Another signal is spikes that don’t behave as expected.
For example, you might notice that promotions are pulling forward demand and depressing post-period sales. That pattern alone is enough to spark a hypothesis:
“Our Black Friday campaign increases total revenue, but net lift is lower than it appears due to demand distortion.”
You can validate that by modeling more spike shapes, running clean calendar holdouts, or triangulating against prior years.
Or maybe the model shows that brand awareness is amplifying paid media performance. That could lead to:
“A 5-point increase in brand awareness increases Meta effectiveness by 20%.”
Again: testable, measurable, and strategy-relevant.
3. contradictory measurement methods
When different measurement tools disagree, they’re not broken — they’re pointing to what you don’t yet understand.
Maybe your MMM shows podcasting underperforms, but your post-purchase survey has it leading on “how did you hear about us?” That’s a contradiction, but also a useful one. It can drive a falsifiable hypothesis:
“Podcasting drives top-of-funnel awareness, not direct conversions. Its impact is underrepresented in short-term attribution models.”
Dig deeper, maybe by running a geographic to break the tie.
The key is to treat each contradiction or ambiguity as a question — not a failure. Your model isn’t supposed to answer everything. It’s supposed to tell you where to look next.
How to validate your hypothesis
Once you have a hypothesis, go and test it. Here are the most effective tools we and our customers use to validate model-driven hypotheses.
1️⃣ parameter recovery with synthetic data
This is the gold standard for testing your model’s internal mechanics. You generate synthetic data where you already know the “ground truth” ROI values for each channel. Then you feed that data into the model and see if it recovers the right parameters.
If it can’t recover known effects, it’s not ready for production use — let alone for guiding budget decisions.
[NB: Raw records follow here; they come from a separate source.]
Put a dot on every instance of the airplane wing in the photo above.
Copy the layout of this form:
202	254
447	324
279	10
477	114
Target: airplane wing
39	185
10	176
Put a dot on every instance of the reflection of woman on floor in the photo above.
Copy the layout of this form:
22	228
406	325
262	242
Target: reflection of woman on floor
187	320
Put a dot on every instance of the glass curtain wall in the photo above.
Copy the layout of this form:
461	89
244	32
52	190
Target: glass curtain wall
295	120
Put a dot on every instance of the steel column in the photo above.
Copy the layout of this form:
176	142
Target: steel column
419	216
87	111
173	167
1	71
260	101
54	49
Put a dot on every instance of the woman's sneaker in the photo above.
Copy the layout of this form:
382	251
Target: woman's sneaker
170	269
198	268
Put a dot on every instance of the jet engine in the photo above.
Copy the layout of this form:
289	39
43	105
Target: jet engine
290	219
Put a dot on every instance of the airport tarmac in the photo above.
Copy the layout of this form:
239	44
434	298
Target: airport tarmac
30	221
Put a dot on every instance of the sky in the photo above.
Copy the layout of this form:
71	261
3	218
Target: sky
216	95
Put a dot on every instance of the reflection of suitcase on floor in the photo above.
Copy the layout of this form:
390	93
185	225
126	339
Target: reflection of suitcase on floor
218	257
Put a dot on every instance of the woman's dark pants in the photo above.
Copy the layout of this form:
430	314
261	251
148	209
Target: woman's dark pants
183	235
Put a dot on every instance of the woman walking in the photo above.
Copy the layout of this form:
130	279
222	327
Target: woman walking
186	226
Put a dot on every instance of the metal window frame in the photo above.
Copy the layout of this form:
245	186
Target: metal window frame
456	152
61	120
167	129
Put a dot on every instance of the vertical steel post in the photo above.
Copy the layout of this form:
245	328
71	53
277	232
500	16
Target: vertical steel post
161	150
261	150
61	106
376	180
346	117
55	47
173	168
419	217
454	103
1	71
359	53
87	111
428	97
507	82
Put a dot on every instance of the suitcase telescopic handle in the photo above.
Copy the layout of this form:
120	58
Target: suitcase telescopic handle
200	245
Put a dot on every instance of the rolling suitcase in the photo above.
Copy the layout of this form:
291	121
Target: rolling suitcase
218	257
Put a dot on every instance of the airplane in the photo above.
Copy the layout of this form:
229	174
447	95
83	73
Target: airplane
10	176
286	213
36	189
2️⃣ out-of-sample forecast accuracy
True causality means your model should make accurate predictions about the future. The best way to test that is through out-of-sample forecasts.
You hold back a portion of historical data, train the model without it, and ask: can the model accurately predict what happens next?
At Recast, we run rolling backtests like this every week. If a model consistently fails to predict unseen data, we flag it. That feedback loop is essential for maintaining trust in the system.
3️⃣ geo holdouts via Recast Geolift
When you want to resolve a high-uncertainty estimate or test a bold hypothesis, geographic experimentation is one of the most powerful tools available.
Recast Geolift lets you run holdout tests — either reducing or increasing spend in selected regions — and simulates expected lift before you even launch. It accounts for your business’s actual geography, budget, and KPI structure, helping you design tests with real statistical power.
Once the test is live, Recast uses synthetic controls to analyze outcomes with confidence intervals and ROI estimates that fold directly back into your MMM. It’s a clean, closed-loop system.
4️⃣ real-world interventions
Sometimes the simplest test is a planned change. You adjust spend in a specific channel, region, or time period and track what happens. If your MMM predicted the outcome accurately, that’s a powerful validation.
And if it didn’t? That’s a signal to revisit your priors, rerun parameter checks, or question the model’s underlying assumptions.
Validation isn’t a one-time step — it’s part of an ongoing incrementality system. Hypotheses lead to tests. Tests lead to learning. And every new insight helps tune the model and make your next hypothesis more precise.
TLDR:
- A testable MMM hypothesis is specific, measurable, and tied to a clear decision.
- Use intuition, model uncertainty, and conflicting metrics to generate meaningful hypotheses.
- Validate each hypothesis with structured methods like synthetic data, out-of-sample forecasts, and geo experiments.